Minhas próprias incursões no pensamento errado me tornaram objeto de constante bullying por parte de colegas que discordam de meus pontos de vista. Eles me chamaram de nazista e racista; Aprendi a ignorar comentários sobre como estou “escrevendo sobre os judeus novamente”. Vários colegas considerados amigáveis comigo foram importunados por colegas de trabalho.
(...)
Alguns colegas de trabalho insistem que preciso ser erradicada se esta empresa quiser ser verdadeiramente “inclusiva”, enquanto outros postam emojis de machado ao lado do meu nome. Ainda outros funcionários do New York Times me difamam publicamente como mentirosa e fanática no Twitter, sem medo de que me assediar seja tratado com a ação apropriada. Nunca é.
(...)
A autocensura se tornou a norma.
As regras que permanecem no The Times são aplicadas com extrema seletividade. Se a ideologia de uma pessoa está de acordo com a nova ortodoxia, ela e seu trabalho permanecem sem escrutínio. Todo mundo vive com medo do trovão digital. O veneno online é desculpado, desde que seja direcionado aos alvos adequados.
(...)
Sempre me consolei com a ideia de que as melhores ideias vencem. Mas as ideias não podem vencer sozinhas. Eles precisam de uma voz. Eles precisam de uma audiência. Acima de tudo, elas devem ser apoiadas por pessoas dispostas a viver por elas.”

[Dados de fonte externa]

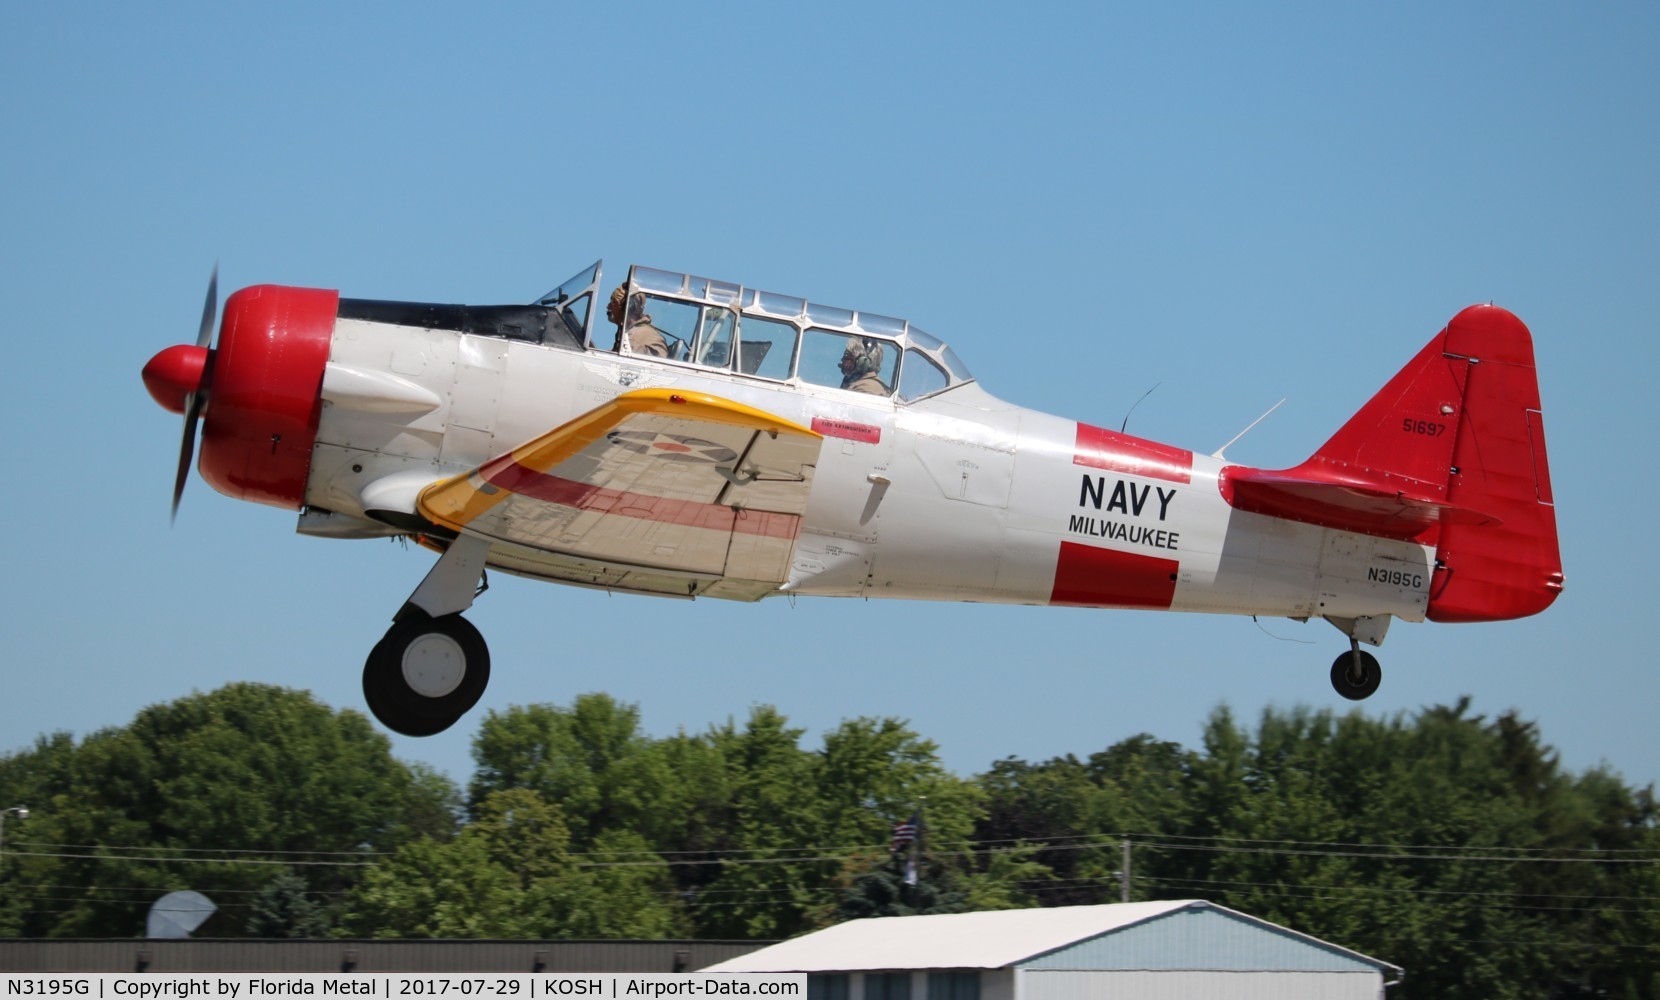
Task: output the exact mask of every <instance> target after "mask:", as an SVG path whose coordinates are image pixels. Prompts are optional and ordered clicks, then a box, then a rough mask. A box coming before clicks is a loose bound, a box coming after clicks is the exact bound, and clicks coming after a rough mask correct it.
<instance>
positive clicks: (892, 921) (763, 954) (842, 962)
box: [709, 900, 1194, 972]
mask: <svg viewBox="0 0 1660 1000" xmlns="http://www.w3.org/2000/svg"><path fill="white" fill-rule="evenodd" d="M1189 905H1194V904H1192V902H1190V900H1175V902H1125V904H1109V905H1096V907H1047V909H1031V910H979V912H973V914H933V915H925V917H870V919H865V920H848V922H845V924H837V925H833V927H825V929H823V930H818V932H813V934H807V935H802V937H797V939H792V940H785V942H779V944H775V945H772V947H769V949H762V950H759V952H752V953H749V955H739V957H737V958H729V960H725V962H720V963H719V965H712V967H710V968H709V970H710V972H855V970H863V968H1004V967H1008V965H1014V963H1016V962H1021V960H1023V958H1033V957H1036V955H1042V953H1044V952H1052V950H1054V949H1061V947H1066V945H1069V944H1074V942H1081V940H1086V939H1091V937H1097V935H1101V934H1107V932H1111V930H1119V929H1120V927H1129V925H1130V924H1140V922H1142V920H1150V919H1154V917H1162V915H1164V914H1169V912H1172V910H1180V909H1184V907H1189Z"/></svg>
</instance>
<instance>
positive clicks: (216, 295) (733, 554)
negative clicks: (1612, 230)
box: [144, 262, 1562, 736]
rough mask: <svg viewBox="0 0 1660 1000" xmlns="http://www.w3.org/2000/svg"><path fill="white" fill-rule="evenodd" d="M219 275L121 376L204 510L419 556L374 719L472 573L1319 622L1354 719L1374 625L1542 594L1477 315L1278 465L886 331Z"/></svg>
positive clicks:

Mesmo depois do estrondo causado pela carta pública de demissão, Bari Weiss continuou na mídia mainstream, graças à qualidade de seu trabalho. Não encontrou mais espaço nos Estados Unidos, mas é uma colunista respeitada na Alemanha. Além disso, fundou um projeto independente, The Free Press. É justamente nesse espaço que vão começar a pipocar as reportagens sobre os “Twitter files”.
Os memorandos internos que ela mostra na thread justificam a diminuição de alcance e a limitação de contas como combate à desinformação.
A equipe já obteve muitos arquivos, que está divulgando conforme a apuração avança. A condição para fazer o trabalho foi que ela pudesse divulgar primeiro na plataforma do Twitter – e fez isso.
Em uma longa thread, ela explica uma reportagem que será publicada em breve sobre as “black lists”. Os documentos mostram que empregados do Twitter trabalharam ativamente para impedir que tweets desfavoráveis à sua ideologia viralizassem, limitar ativamente o alcance de alguns perfis e impedir que determinados temas fossem parar nos trending topics – tudo isso sem informar os usuários.
“Nós controlamos bastante a visibilidade. E controlamos bastante a amplificação do seu conteúdo. E as pessoas normais não sabem o quanto fazemos’, disse um engenheiro do Twitter. Dois funcionários adicionais do Twitter confirmaram”, diz Bari Weiss.
(...)
O trabalho de Bari Weiss é um primeiro passo para que possamos compreender as mudanças no debate público e como nos afetam. Levar isso a sério é a única forma de retomar as rédeas do nosso próprio destino.